It's a 3200 series Snow Wing made by Horst Welding (HLA). This one is a 6' box that opens to a 11' straight blade. The wings are fully adjustable 180deg so you can make any shape you want between forward box and back box.


----------



## TheRealBuzz (Oct 7, 2009)

$6500 tymusic


----------



## Camden (Mar 10, 2007)

Looks great! Good luck this winter


----------



## xtreem3d (Nov 26, 2005)

nice touch duplicating the Deere font in your logo....good luck this year !
Steve


----------



## dfd9 (Aug 18, 2010)

Very pretty, keep us updated. 

I've been thinking about one eventually.

Looks great.


----------



## Greenmtboy (Jan 22, 2011)

Looks good! I hope to take delivery of mine next month. Thumbs Up


----------



## Mick76 (Aug 2, 2009)

Horst does make a nice product....looks good, congrats!


----------



## DGODGR (Nov 30, 2008)

TheRealBuzz;1310938 said:


> $6500 tymusic


Really?!! That's all?!!


----------



## TheRealBuzz (Oct 7, 2009)

Actually the sale price was 6750 and of course I then had to pay the tax man.


----------



## MIDTOWNPC (Feb 17, 2007)

That is really nice.


----------



## viper881 (Jan 14, 2009)

I had to think twice with that logo! Good looking machine!


----------



## MIDTOWNPC (Feb 17, 2007)

I just saw an ad you have out. Didnt realize you were that close to me
Good luck this winter. Im in Cobourg.

Really nice setup. You should meet up at one of the gtg's some time.
Alot of guys from the area talk on the Canadian Weather Thread
Cya around.


----------



## TheRealBuzz (Oct 7, 2009)

Thanks MIDTOWN. I'll check it out.

And good luck to all this season.


----------



## fireside (Mar 1, 2008)

i saw my first one in person the other day looks like a great unit. the price was a little shocking your model here was 10,200 and the 8' was 11,100. I'm very interested to see how it works for you.


----------



## gvm (Nov 1, 2010)

horst has some very nice products. Nice match to your Deere. That is the perfect size.Thumbs Up


----------



## thatstherule (Mar 24, 2015)

If you are looking for an HLA, I have three for sale. 2 - SB3200W914 and 1 - SB4200W1218.


----------



## viper881 (Jan 14, 2009)

Pics and how much plz?


----------



## Camden (Mar 10, 2007)

thatstherule;2015693 said:


> If you are looking for an HLA, I have three for sale. 2 - SB3200W914 and 1 - SB4200W1218.
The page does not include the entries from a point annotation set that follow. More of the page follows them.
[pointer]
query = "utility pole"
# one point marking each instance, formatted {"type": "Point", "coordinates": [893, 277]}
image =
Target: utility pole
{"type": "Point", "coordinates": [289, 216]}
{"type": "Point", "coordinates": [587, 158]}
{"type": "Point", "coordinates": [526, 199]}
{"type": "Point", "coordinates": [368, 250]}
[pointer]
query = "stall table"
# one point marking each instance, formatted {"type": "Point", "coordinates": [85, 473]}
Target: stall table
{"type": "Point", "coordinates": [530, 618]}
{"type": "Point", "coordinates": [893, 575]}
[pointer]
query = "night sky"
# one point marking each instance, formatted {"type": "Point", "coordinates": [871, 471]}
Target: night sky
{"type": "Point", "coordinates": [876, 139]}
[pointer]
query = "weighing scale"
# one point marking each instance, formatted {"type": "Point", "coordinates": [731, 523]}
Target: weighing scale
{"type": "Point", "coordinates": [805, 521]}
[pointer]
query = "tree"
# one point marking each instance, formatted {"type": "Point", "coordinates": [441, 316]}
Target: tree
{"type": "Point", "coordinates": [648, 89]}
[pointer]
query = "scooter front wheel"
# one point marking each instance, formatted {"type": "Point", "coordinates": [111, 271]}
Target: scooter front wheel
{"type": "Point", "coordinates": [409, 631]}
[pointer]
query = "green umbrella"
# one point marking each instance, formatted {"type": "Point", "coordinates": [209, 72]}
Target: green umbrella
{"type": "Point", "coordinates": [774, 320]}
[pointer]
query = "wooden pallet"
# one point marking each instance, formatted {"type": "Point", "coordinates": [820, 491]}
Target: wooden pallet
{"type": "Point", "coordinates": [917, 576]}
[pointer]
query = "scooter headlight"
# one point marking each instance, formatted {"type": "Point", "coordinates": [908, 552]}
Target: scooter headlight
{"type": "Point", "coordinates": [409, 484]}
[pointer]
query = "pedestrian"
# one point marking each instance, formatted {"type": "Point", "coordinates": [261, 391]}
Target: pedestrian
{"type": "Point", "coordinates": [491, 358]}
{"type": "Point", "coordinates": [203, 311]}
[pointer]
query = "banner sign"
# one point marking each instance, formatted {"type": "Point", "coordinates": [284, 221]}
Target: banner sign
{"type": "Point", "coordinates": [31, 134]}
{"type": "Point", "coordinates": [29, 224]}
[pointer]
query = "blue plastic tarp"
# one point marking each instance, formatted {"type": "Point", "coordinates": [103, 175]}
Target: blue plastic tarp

Very interested. Got any pics and how about a price?


----------



## thatstherule (Mar 24, 2015)

Good Morning -

Here are links to their listings on Craigslist:

http://desmoines.craigslist.org/grd/5098894941.html

http://desmoines.craigslist.org/grd/5098870759.html


----------



## Camden (Mar 10, 2007)

I sent you an email with my #. Give me a call when you have a chance.

Thanks


----------



## Maclawnco (Nov 21, 2002)

What coupler is on the 1218?


----------



## thatstherule (Mar 24, 2015)

Because the term 'coupler' may be used in many different ways, I've attached pictures of all points of connection / 'coupling' - mechanical, hydraulic and electrical.

Standard skid quick connect
Standard ISO hydraulic male/female flush connects
8-Pin electrical. (Can be changed easily for about $175)


----------



## LHL Inc. (Oct 13, 2008)

Hey fellas, what size would you recommend for Deere 326 D skid loader? Are they ok on gravel parking lots too? Thank you!


----------



## John_DeereGreen (Jan 2, 2011)

I'd put an 8-13 on a 326. Look into the Live Edge option. It's expensive, but if you're putting it on seasonal lots or lots that are a flat price per salt application, it will pay for it's self in 2 good seasons.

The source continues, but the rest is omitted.